View original 45 more words

Google’s cofounder wrote an essay about how the world has changed since the company started

Google is known for its ambitious projects, and cofounder Sergey Brin highlights exactly where the company is going in an addition he wrote to the company’s proxy statement.

The statement doesn’t reveal anything new — but it shows how Google sees the technology industry evolving.

While things like search and Gmail were essentially considered yesterday’s moonshots, technology is advancing at such a pace that computerised contacts and self-driving cars are bound to be a big part of our future, according to Brin.

The self-driving car project seems to be particularly important to Brin.

“We hope to make roadways far safer and transportation far more affordable and accessible to those who can’t drive,” he wrote.

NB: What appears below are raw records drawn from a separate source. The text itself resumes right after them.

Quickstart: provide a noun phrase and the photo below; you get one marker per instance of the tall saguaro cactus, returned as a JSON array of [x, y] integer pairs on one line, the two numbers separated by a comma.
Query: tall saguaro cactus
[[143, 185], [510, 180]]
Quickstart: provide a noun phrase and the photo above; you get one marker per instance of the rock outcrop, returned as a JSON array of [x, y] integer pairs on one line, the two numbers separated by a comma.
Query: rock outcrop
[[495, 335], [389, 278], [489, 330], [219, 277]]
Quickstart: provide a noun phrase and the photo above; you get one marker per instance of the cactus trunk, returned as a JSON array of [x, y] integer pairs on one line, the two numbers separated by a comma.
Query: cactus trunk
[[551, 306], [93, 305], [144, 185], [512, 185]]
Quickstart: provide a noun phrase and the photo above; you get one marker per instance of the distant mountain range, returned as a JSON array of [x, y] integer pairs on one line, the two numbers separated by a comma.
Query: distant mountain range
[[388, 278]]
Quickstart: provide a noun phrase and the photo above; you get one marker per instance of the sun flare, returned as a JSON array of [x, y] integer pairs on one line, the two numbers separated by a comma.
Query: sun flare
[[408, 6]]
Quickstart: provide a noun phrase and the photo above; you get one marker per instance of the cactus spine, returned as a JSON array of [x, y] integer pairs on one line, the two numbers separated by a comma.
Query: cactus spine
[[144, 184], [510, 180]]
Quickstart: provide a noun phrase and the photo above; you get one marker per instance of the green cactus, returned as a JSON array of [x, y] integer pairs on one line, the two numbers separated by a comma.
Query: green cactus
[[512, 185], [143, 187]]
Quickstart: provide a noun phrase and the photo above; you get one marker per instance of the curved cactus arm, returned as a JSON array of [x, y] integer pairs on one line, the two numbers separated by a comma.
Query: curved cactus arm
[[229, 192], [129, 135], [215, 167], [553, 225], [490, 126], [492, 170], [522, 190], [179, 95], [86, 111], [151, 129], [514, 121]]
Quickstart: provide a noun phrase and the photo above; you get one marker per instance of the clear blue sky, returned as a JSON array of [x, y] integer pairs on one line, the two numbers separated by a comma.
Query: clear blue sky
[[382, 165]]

Here’s the essay in full. It’s worth a read if you need a reminder of where Google’s priorities lie.

When Larry and I founded Google in 1998, many elements came together to make our work possible. Like other companies at the time, we benefited from the increasing power and low cost of computation and from the unprecedented shift of information to the internet. We shared a profound belief in the power of technology to make life better for people everywhere and imagined what life could be like 10, 15, 20 years down the road. Nevertheless, now that we are here, I am amazed at the progress and opportunities. For example, I could not have imagined we would be making a computer that fits in a contact lens, with the potential to make life better for millions of people with diabetes.

Yet, this is something we are working on today. Our glucose-sensing contact lens is being developed in partnership with Novartis. A tiny chip, using power measured in nanowatts, is embedded into the lens in order to monitor glucose levels continuously. This technology, and others like it being developed today, was made possible through continued improvements in electronics and the ever-accelerating pace of technological progress. As computers get smaller, cheaper, and more powerful, their potential gets larger and the world is transformed.

Larry and I were lucky to participate in one such period of transformation nearly two decades ago: search engines made a leap from modest-sized ones that would search over limited, separate corpuses, to those we know today that attempt to search all the world’s knowledge. Just as advancements in miniaturization and power consumption have made the contact lens possible, it was similar progress in computing power and cost that allowed us to create comprehensive search, and make it accessible to anyone with an internet connection. It was the right time for search to become a universally available tool for bringing all the world’s information to your home, to your school, to your pocket.

These advances also made it possible to provide enterprise class email, featuring vast storage and search capabilities, to anyone in the world – for free; that’s why we created Gmail. And, if you fast-forward to today, we recently harnessed continued improvements in storage cost and machine learning to create Google Photos, which lets everyone in the world safely keep, and search through, a lifetime of photos and videos.

The increasing power of computation extends well beyond the internet. One example close to my heart is our self-driving car project. The goal is to make cars capable of driving themselves entirely without human intervention. We hope to make roadways far safer and transportation far more affordable and accessible to those who can’t drive.

To do this, we can now rely on immense processing power and advanced sensors that would not have been possible only a few years ago. And while it will still take time before we see self-driving cars everywhere on our streets, over a million auto fatalities per year worldwide make this a risk worth taking. As I write, our cars have just crossed 1 million miles of autonomous driving, and our fully self-driving vehicle prototype is about to begin testing in our hometown.

This project and others like it are very challenging, and the outcomes are far from certain. But, just like when we started nearly two decades ago, it is possible to create the technology that allows people to lead healthier, happier lives. And, along with our incredibly passionate employees, I am humbled and excited to try.